Michigan Medicine’s experts weigh in on what’s known about the virus currently:
Coronaviruses have been around for a long time.
A coronavirus is a family of viruses found in many animals and people, says Adam Lauring, M.D., Ph.D., an infectious disease specialist at Michigan Medicine.
There are four known human coronaviruses that cause respiratory infections that are indistinguishable from the common cold. However, this new virus appears to be similar to two newer coronaviruses: SARS, which caused an outbreak in South East Asia in 2003 and MERS, which circulated in Saudi Arabia in 2012, both of which were much more serious, causing severe pneumonia and death.
The novel coronavirus likely came from an animal.
“Marketplaces like the one in Wuhan present good opportunities for coronaviruses to jump from animals to people,” says Lauring. “The more contact, the more likely it is to spread.” Lauring suspects that human-to-human transmission was a result of the virus successfully replicating in an infected person to the point where they shed enough of the virus to infect another person, likely through a respiratory route, such as coughing or sneezing.
Coronaviruses can cause severe respiratory distress.
SARS and MERS were characterized by pneumonia leading to severe lung injury and systemic inflammation, explains Ted Standiford, M.D., Chief of the Division of Pulmonary & Critical Care Medicine.
“The pathology for patients infected with the Wuhan coronavirus has not yet been well described, but what is known suggests a similar systemic response, pneumonia, and injury to the lung,” he says. Symptoms also depend on the patient’s age and other health conditions, he adds.
NCoV could be deadly—or not.
Determining how deadly a virus is depends on how many cases there are.
“At the moment, it is unknown if there are people who are in fact infected but not that sick,” says Lauring. “Right now we only know of a smaller number of cases and a lot seem to be dying, which is scary. However, it may be that over time the case fatality ratio isn’t as high as we thought.”
Standiford adds that, so far, the new virus appears to be approaching death rates seen with SARS but not as deadly as MERS, which had mortality rates of 10 and 35% respectively.

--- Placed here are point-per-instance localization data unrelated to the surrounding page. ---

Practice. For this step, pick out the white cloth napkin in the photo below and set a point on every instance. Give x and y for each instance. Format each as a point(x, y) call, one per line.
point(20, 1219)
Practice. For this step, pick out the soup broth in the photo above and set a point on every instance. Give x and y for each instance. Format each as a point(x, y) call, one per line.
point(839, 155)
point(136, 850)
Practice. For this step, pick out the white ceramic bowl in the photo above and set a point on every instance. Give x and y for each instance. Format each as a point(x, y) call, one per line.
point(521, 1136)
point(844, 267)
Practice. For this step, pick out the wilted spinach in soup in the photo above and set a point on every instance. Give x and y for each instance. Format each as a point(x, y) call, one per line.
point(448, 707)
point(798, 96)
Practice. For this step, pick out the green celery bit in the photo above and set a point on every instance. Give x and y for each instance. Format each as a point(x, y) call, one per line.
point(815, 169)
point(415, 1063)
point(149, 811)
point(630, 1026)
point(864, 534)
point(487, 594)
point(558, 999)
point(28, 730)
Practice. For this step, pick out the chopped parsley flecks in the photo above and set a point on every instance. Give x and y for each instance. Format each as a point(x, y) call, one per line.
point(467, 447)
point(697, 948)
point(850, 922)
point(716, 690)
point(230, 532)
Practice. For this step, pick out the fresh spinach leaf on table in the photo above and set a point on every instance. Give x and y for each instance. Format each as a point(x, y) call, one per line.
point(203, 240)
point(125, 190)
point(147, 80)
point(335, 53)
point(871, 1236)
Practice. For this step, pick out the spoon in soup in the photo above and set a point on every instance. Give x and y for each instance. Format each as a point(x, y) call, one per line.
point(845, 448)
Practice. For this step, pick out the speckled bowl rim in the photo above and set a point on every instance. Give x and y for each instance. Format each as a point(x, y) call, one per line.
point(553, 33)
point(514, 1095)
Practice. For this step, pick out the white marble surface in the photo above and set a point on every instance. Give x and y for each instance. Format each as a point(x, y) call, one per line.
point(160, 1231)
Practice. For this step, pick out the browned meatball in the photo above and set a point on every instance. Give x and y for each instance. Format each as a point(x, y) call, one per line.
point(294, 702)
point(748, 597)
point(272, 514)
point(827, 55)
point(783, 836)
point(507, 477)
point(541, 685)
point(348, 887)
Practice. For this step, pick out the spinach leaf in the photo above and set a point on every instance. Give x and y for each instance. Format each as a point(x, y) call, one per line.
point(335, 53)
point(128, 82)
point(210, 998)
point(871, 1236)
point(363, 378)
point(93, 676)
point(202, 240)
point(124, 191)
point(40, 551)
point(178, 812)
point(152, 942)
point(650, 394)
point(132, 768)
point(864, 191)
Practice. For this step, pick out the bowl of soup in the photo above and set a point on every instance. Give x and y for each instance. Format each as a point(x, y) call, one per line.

A vaccine will take time to develop.
Lauring says a vaccine will take months to develop. Thankfully, researchers have sequenced the entire genome of the novel coronavirus and can use what’s known about its proteins and genes as a basis for a vaccine.
Stopping an outbreak comes down to infection control.
Standiford notes that while this coronavirus is a serious public health concern, “the early recognition and reporting of the outbreak by Chinese health authorities has resulted in more effective and rapid screening and containment approaches.”
Controlling a virus of this nature is a matter of good old-fashioned epidemiology, adds Lauring. “Health officials are tracing and finding everyone who is infected, identifying them, attempting to prevent them from spreading their illness, and helping them through their illness to bring the virus under control.”
Be aware, but not concerned.
Both Lauring and Standiford say the risk to travelers in the United States is relatively low. Health officials and hospitals are on alert and monitoring anyone traveling from China with respiratory symptoms.